EPAMINONDA ('Επαμεινώνδας, Epaminündas)
Uomo di stato beotico, nato intorno al 420-15 a. C. Figlio di Polimnide, apparteneva a una famiglia ragguardevole, ma di mediocre agiatezza, iscritta tuttavia tra la borghesia abbiente composta di quelli che potevano fornirsi d'armi proprie (ὅπλα παρεχόμενοι). Ebbe educazione liberale. Principale suo maestro fu il filosofo pitagorico Liside, che, fuggiasco dall'Italia meridionale dopo la catastrofe dei pitagorici, finì col rifugiarsi in Tebe dove il padre di E. lo ospitò fino alla morte. Questa educazione filosofica influì sulla formazione spirituale di E., il quale, per testimonianza concorde degli antichi, fu assai superiore per costumi, disinteresse e anche per senso di umanità alla maggior parte degli uomini politici greci suoi contemporanei. Di tendenze oligarchiche, come era naturale data la sua educazione pitagorica, egli, sebbene non fosse connivente col governo oligarchico stabilitosi in Tebe dopo il colpo di mano degli Spartani nel 382, non ne venne infastidito, tanto meno partecipò quindi alla congiura di Pelopida da cui furono abbattuti gli oligarchici; ma appena essi furono uccisi, si rese solidale coi democratici nel loro programma d'indipendenza da Sparta e lottò con essi per la liberazione della Cadmea dal presidio spartano e poi per la ricostruzione dell'unità beotica, che si compì in massima circa il 374. Non è dubbio che spettano in buona parte a lui il nuovo ordinamento federale, che rinnovava, rendendolo più saldo, quello esistente prima della pace di Antalcida, e il riordinamento che lo accompaguò dell'esercito beotico e dell'educazione militare al quale si debbono le vittorie degli anni successivi. A E. è attribuita anche una capitale innovazione tattica, il cosiddetto ordine obliquo, per cui l'attacco non si faceva più con eguale intensità e con masse omogenee su tutta la fronte di battaglia, ma sopra una parte della fronte, all'ala sinistra, si schierava la fanteria con una profondità assai maggiore, per servirsene nello sfondamento del nemico, mentre il resto delle forze, formato su poche linee, si contentava di tenere a bada il nemico, impegnando appena il combattimento.

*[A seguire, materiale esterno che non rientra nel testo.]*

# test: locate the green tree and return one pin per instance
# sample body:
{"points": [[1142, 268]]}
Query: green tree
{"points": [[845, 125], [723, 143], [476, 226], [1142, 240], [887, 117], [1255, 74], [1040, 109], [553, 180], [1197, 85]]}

Il primo atto politico di grande importanza compiuto da E. fu il suo rifiuto di firmare in nome dei soli Tebani nel 371 la pace generale proposta nel congresso di Sparta. Non avendo Agesilao ammesso che firmasse in nome dei Beoti, come richiesta contraria alle autonomie cittadine sancite nel trattato, la Beozia rimase sola esclusa dalla pace. E. non era riuscito a risparmiare alla sua patria una sconfitta diplomatica, ma fiducioso nei nuovi ordinamenti militari della Beozia e nell'appoggio promesso dal signore di Fere Giasone, che era riuscito a unificare la Tessaglia, affrontò senza paura le conseguenze di quell'insuccesso. La conseguenza fu l'invasione spartana della Beozia e la vittoria dei Beoti a Leuttra in cui si dimostrò la superiorità della nuova tattica. L'evacuazione che subito seguì della Beozia da parte degli Spartani assicurò definitivamente la piena indipendenza della lega.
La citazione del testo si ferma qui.